LTH14 / mage

A PyTorch implementation of MAGE: MAsked Generative Encoder to Unify Representation Learning and Image Synthesis
MIT License
483 stars 26 forks source link

A question about vocab_size in token embbeding #53

Open tanbuzheng opened 2 months ago

tanbuzheng commented 2 months ago

Hi! When I read your source code, I found you set vocab_size = self.codebook_size + 1000 + 1 in token embbeding stage. Why not directly set vocal_size=self.codebook_size? What does the extra 1001 embeddings mean? Are these embeddings of class labels and mask tokens? Can I understand it this way, that is, when there is no class condition, vocal_size should be set to self.codebook+1?

Looking forward to your reply!

LTH14 commented 2 months ago

Hi, thanks for your interest! Yes, the vocab_size should be self.codebook_size + 1 when there is no class condition. We set it to self.codebook_size + 1000 + 1 just because our pre-trained checkpoint from JAX uses this redundant codebook size, and to load the pre-trained weights we need to keep it that way.

tanbuzheng commented 2 months ago

Thanks for your reply! It was very kind of you! But if so, how should I set self.fake_class_label? Is it reasonable to set it with any value within 0-1024?أ‿أ

LTH14 commented 2 months ago

You can actually set it to any value larger than or equal to 1024, and smaller than 1024+1000+1 -- but the pre-trained model set it to 1100 (again, a legacy issue).

tanbuzheng commented 2 months ago

OK! Thanks a lot!

tanbuzheng commented 2 months ago

By the way, the current code does not seem to contain the contrastive loss part, I would like to ask if you have any plans to release the complete training code including this part?

LTH14 commented 2 months ago

Unfortunately I don't have access to the original JAX code now, so there is no plan to release contrastive training part. However, that part is quite straight-forward if you want to re-implement it -- simply a SimCLR-based contrastive loss similar to this one.

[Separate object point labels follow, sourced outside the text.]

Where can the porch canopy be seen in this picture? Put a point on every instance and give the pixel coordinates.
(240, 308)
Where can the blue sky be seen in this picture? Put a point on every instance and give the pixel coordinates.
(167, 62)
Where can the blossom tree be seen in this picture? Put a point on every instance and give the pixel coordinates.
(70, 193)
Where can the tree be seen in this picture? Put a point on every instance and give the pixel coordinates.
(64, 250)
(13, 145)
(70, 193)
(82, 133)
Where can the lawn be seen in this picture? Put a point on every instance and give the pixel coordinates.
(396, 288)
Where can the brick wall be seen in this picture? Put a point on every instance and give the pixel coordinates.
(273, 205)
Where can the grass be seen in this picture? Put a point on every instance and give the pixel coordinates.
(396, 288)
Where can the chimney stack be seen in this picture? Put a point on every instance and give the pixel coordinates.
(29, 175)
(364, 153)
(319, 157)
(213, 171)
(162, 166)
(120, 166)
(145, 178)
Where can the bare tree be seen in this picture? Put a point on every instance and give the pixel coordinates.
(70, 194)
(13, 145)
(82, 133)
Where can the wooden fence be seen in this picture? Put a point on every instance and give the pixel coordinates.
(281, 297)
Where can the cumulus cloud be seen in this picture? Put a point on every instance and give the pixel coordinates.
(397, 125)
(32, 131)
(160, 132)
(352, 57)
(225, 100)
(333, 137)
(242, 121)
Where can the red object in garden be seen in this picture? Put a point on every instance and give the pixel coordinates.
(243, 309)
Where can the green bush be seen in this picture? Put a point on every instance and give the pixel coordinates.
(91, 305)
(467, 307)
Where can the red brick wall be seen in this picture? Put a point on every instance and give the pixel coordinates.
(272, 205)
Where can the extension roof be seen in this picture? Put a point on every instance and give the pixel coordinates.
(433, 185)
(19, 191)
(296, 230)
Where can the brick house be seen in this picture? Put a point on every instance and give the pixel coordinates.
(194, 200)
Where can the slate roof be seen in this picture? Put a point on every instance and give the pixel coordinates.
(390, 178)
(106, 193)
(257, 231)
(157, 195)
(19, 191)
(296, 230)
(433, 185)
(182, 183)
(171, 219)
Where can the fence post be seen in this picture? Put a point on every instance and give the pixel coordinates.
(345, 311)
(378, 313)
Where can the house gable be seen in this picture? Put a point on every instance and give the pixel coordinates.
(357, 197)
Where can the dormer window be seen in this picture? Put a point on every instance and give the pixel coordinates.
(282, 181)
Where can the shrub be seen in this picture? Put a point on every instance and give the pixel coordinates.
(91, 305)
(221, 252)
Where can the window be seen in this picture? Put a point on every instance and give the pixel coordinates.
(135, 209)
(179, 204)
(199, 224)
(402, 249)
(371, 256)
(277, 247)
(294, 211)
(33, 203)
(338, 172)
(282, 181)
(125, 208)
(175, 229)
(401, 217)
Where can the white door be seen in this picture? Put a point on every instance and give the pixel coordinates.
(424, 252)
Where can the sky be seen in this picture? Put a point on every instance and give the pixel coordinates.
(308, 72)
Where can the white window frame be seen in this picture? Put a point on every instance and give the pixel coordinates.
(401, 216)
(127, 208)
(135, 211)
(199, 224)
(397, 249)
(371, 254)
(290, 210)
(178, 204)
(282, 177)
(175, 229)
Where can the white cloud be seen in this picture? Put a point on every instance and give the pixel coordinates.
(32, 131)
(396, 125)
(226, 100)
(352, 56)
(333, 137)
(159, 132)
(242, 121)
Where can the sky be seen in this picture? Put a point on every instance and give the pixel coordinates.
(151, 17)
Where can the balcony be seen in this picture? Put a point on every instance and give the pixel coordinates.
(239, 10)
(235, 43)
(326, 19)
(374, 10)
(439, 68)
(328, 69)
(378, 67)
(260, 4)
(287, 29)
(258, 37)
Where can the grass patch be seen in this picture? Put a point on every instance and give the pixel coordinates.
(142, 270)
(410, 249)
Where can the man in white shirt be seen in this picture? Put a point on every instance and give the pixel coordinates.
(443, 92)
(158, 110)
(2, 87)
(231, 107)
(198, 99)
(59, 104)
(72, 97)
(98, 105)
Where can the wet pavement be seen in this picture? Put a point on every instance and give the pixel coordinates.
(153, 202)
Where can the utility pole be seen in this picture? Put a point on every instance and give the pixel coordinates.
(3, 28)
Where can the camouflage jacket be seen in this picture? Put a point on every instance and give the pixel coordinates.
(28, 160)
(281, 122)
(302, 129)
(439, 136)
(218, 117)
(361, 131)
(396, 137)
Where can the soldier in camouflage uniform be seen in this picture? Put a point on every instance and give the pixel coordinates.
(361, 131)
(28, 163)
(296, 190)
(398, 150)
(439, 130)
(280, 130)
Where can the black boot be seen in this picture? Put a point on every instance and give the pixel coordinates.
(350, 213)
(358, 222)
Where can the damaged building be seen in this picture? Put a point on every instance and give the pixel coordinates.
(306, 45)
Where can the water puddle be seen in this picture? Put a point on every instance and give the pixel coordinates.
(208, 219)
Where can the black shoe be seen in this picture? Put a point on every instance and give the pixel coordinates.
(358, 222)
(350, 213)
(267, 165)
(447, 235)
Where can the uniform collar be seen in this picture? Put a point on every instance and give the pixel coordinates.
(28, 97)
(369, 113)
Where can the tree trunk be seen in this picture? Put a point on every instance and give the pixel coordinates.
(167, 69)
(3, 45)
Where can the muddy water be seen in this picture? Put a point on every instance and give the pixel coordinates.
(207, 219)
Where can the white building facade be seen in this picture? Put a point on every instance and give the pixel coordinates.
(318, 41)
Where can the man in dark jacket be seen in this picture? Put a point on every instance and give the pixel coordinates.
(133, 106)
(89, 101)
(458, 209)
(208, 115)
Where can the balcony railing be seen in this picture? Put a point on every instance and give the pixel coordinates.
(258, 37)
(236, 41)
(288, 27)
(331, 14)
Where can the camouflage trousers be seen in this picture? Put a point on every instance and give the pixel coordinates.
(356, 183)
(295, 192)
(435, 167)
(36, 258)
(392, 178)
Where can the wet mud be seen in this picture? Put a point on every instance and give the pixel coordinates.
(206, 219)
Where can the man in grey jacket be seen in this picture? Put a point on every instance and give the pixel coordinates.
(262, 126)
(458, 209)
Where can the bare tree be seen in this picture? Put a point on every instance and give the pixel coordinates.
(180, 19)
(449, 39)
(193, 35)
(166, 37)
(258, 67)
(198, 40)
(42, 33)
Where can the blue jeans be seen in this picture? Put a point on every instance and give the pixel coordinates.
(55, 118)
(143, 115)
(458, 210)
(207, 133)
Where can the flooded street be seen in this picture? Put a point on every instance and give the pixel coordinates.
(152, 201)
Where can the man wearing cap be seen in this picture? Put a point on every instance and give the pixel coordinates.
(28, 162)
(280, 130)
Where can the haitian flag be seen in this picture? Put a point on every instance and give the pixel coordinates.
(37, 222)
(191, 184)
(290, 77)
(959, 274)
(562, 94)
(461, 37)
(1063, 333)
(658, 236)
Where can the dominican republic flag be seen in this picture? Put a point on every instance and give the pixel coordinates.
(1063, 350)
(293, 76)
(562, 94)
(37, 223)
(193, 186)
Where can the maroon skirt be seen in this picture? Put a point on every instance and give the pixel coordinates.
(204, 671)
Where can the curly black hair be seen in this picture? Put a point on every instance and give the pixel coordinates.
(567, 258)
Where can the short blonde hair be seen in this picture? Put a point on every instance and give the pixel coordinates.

tanbuzheng commented 1 month ago

Hello, auther! Did you re-train the VQGAN by yourself? It seems different from the pre-trained model released by VQGAN. So if I want to apply MAGE to the other datasets, what should I pay attention to when training VQGAN?

LTH14 commented 1 month ago

Yes, VQGAN is trained by ourselves. From my experience, VQGAN is much harder to train than a continuous VAE, especially the GAN loss and perceptual loss part is very important -- warmup epoch, GAN/perceptual weights, the discriminator you use, etc.. One important thing is to always visualize the reconstruction result -- you may get a low reconstruction error, but the visual quality could be quite blurry.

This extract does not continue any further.